2012 'Essential Fire' Group Exhibition at Incinerator Gallery, Melbourne









Essential Fire here represents the innate drive to create, to express self, and a reflection on what that means to us. For my contribution to the group show I have created an installation comprising of a home made telescope and an oil-on-canvas painting. 

The image of a burning monk is simultaneously awe inspiring and terrifying. I am at awe because to do such a thing as calmly and peacefully must require an incredible inner strength. I am at awe when I reflect on the human ability to sacrifice self for an ultimate higher cause. I am terrified of the human ability to sacrifice self for a higher cause, especially when one considers the events of the recent decades where we have seen this power be used to horrific ends. After all, what defines a higher cause is incredibly vulnerable to interpretation. 

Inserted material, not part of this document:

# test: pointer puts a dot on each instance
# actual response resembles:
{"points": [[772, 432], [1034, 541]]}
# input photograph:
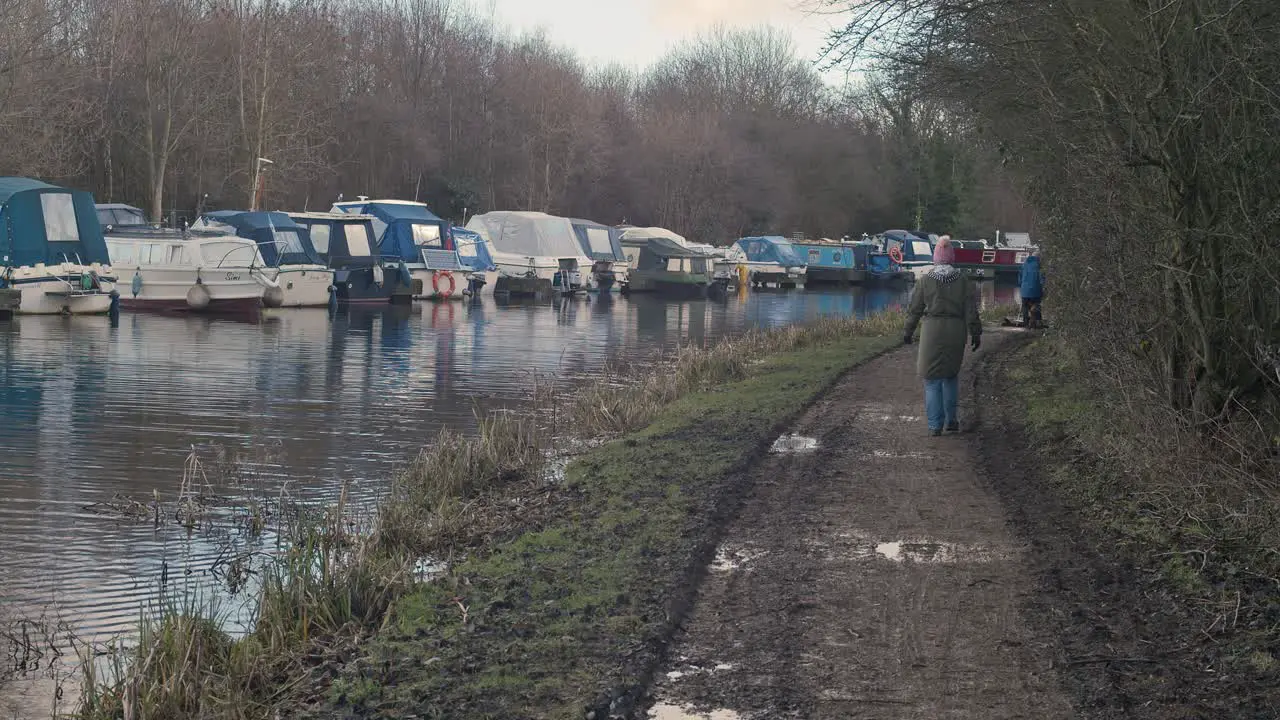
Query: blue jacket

The image of the burning monk represents a fascination with human mind and spirit to me, its complexities, its beauty and its pitfalls. It is my essential fire, what I burn for. Painting this image is an act of a desire to understand what it is we are made of, as is the act of constructing a scientific instrument which at once enables the viewer to observe the image and hinders it by not allowing a full scale view. And so it is,  that even as we seek to understand things we become increasingly aware of all that is yet obscured. 
(Artist Statement, Mariana Jandova, 2012)

15 June 2013

2011 'Final Frontier' exhibition at Trocadero gallery, Melbourne












The infinite blackness of space embodies a deeply ingrained fascination for us. For millennia we have gazed at the night sky and pondered the existence of things much larger than ourselves. So what is it about us that causes such malady? Why do we dream of space travel?

We pay witness to a time where the initial excitement about the future of space travel has turned into a more sobering reality of funding issues, extreme technical challenges and the promise of lives yet to be lost to accident or sacrificed to the sheer time requirements involved in traversing this void to even our nearest neighbouring planets let alone to a possible life sustaining 'other' Earth light years away. As we are steadily running out of resources we are starting to question the need to invest vast amounts of energy into these programs. Can we really afford to keep this pace? At what cost? Can we afford not to? If we take into account the recent announcements by the scientific community that if we continue growing at the rate we currently are, as soon as 2030 Humanity will require 2 planets to support itself.


A tall unfinished copy of ARES 1 rocket launcher commissioned by NASA that would have seen the return of lunar exploration had it not been subsequently abandoned due to lack of funds stands alone in a darkened space. An abstracted play of light sourced from close-up shots of fireworks reminiscent of supernova cataclysms and birthing of stars creates the lighting for the launch tower in totality.
The fragile incomplete tower, placed on a black perspex reflecting its image like a dark mirror, is constructed out of thin sheets of soft balsa wood giving the appearance of balancing on the edge of collapse.